I am having that feeling of "what if no one ever hires me again". I hate that. I swear it has more to do with me than the actual work, but it still feels scary.

I'm going through that now because I've hit my first dry period. I know this time is very slow in publishing, but I hate this feeling. I suppose it's good in that it's forcing me to start working leads that I've been lazy about, but, ugh.

On the upside, I'm happy to report that, with my 2012 taxes now finalized & paid, in my first 4 months of freelancing from Sept to Dec, I ended up clearing my regular monthly living expenses (which, as a singleton in SF, are fairly high). Not enough to also save for vacation, IRAs, etc., but still, I'm relatively pleased that my emergency fund remains intact.

Of course, since it’s been slow, I will probably need to dip into that soon. Yet, despite feeling slightly panicky about that, the psychic wages for quitting my previous crazy job remain high. I do not regret that decision in the least.

Thanks to everyone for the encouragement and tips here! They are very helpful and appreciated by this (mostly) lurker.
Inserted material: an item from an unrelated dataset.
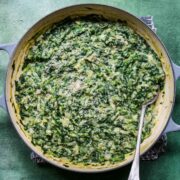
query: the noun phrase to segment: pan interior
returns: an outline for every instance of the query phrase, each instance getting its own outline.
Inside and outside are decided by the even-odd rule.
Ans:
[[[160,57],[166,78],[165,78],[165,86],[164,92],[165,94],[160,94],[158,101],[156,102],[155,111],[157,112],[157,116],[155,118],[155,126],[152,129],[151,135],[142,143],[141,145],[141,154],[147,151],[152,144],[157,140],[160,136],[162,131],[164,130],[166,123],[168,121],[169,115],[171,113],[173,99],[174,99],[174,79],[173,79],[173,72],[171,68],[171,64],[168,58],[168,55],[161,44],[161,42],[157,39],[155,34],[148,29],[141,21],[137,20],[134,16],[130,14],[115,9],[108,6],[101,6],[101,5],[79,5],[68,7],[55,13],[50,14],[49,16],[45,17],[37,24],[35,24],[21,39],[19,42],[13,56],[12,61],[9,65],[8,69],[8,76],[7,76],[7,84],[6,84],[6,97],[7,97],[7,104],[9,113],[12,119],[14,126],[16,127],[18,133],[24,139],[24,141],[33,149],[33,151],[37,152],[40,156],[45,158],[47,161],[51,162],[54,165],[59,167],[77,170],[77,171],[102,171],[107,170],[115,167],[123,166],[130,161],[132,161],[132,155],[128,155],[125,160],[117,164],[106,164],[104,166],[95,166],[95,167],[87,167],[83,165],[73,165],[68,163],[65,159],[55,159],[48,155],[43,155],[40,148],[33,146],[30,142],[30,137],[27,137],[27,134],[23,131],[23,128],[20,123],[20,116],[18,115],[18,108],[16,108],[16,101],[15,101],[15,80],[20,75],[20,69],[23,66],[24,57],[33,43],[32,39],[35,34],[38,32],[42,32],[43,30],[49,28],[52,24],[59,22],[69,16],[85,16],[89,14],[98,14],[103,15],[105,18],[110,20],[117,20],[120,19],[122,21],[126,21],[128,25],[133,28],[138,34],[143,36],[149,45],[154,49],[154,51]]]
NoiseDesign - Feb 11, 2013 9:41:55 pm PST #1090 of 1416
Our wings are not tired

Pix and I have been working on the 2012 taxes. It's always a huge slog to make sure that we've gotten everything squared away correctly. I'm exhausted and there is still so much that needs to be done before my Noon meeting with the accountant on Wednesday.


hippocampus - Feb 12, 2013 2:10:15 am PST #1091 of 1416
not your mom's socks.

I've hit my first dry period.

February. The month that freelancers hate.